The strange (for English speakers) word order is even evident in translation, as you can see. Note also that certain words must be supplied in English which are unnecessary in the Greek, as in "into the form of a serpent". Moreover, what Greek expresses in a mere 16 words English can only manage in 33!

Sometimes this sort of thing is used for rhetorical effect, but in fact a jumbled up word order is the norm.
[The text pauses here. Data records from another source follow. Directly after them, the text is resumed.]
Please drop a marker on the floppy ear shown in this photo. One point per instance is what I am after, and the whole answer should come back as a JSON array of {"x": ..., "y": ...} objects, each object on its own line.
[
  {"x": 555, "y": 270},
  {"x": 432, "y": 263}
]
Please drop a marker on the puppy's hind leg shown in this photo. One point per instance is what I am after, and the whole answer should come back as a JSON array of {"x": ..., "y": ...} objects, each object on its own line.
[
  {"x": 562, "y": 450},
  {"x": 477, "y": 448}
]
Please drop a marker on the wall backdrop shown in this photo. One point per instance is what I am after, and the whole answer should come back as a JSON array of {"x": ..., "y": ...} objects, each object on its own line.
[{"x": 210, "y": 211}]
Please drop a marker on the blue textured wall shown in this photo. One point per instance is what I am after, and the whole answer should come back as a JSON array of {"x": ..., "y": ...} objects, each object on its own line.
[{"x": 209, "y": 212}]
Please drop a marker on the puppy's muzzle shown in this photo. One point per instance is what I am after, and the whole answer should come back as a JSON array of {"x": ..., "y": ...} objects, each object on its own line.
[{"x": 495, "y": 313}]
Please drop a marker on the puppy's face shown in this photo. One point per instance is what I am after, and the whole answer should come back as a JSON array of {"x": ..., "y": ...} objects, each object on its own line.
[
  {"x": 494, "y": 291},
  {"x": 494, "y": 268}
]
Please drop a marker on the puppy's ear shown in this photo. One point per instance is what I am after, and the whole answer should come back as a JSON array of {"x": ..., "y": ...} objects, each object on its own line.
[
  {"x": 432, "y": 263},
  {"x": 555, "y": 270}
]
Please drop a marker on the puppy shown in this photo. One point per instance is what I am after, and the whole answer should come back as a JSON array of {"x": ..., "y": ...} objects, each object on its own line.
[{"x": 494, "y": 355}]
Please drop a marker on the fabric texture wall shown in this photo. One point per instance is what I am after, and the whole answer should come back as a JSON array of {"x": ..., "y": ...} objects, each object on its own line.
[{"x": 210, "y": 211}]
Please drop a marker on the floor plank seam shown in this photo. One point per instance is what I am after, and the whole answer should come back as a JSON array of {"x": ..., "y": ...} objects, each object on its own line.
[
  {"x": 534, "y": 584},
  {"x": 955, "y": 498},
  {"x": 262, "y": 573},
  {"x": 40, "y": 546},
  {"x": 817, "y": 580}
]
Interestingly, as Greek develops into the Koine, word order becomes much more familiar to English speakers:

Ὅτε [when] δὲ [but] ἤμελλεν [was about] προσαγαγεῖν [to bring forward] αὐτὸν [him] ὁ Ἡρῴδης [Herod], τῇ νυκτὶ ἐκείνῃ [on that night] ἦν [was] ὁ Πέτρος [Peter] κοιμώμενος [sleeping] μεταξὺ [between] δύο [two] στρατιωτῶν [soldiers] δεδεμένος [bound] ἁλύσεσιν [by chains] δυσίν [two], φύλακές [sentries] τε [and] πρὸ [in front of] τῆς θύρας [the door] ἐτήρουν [were guarding] τὴν φυλακήν [the prison].

But when Herod was about to bring him forward, on that night Peter was sleeping between two soldiers, bound by two chains, and sentries in front of the door were guarding the prison. (Acts. 12:6).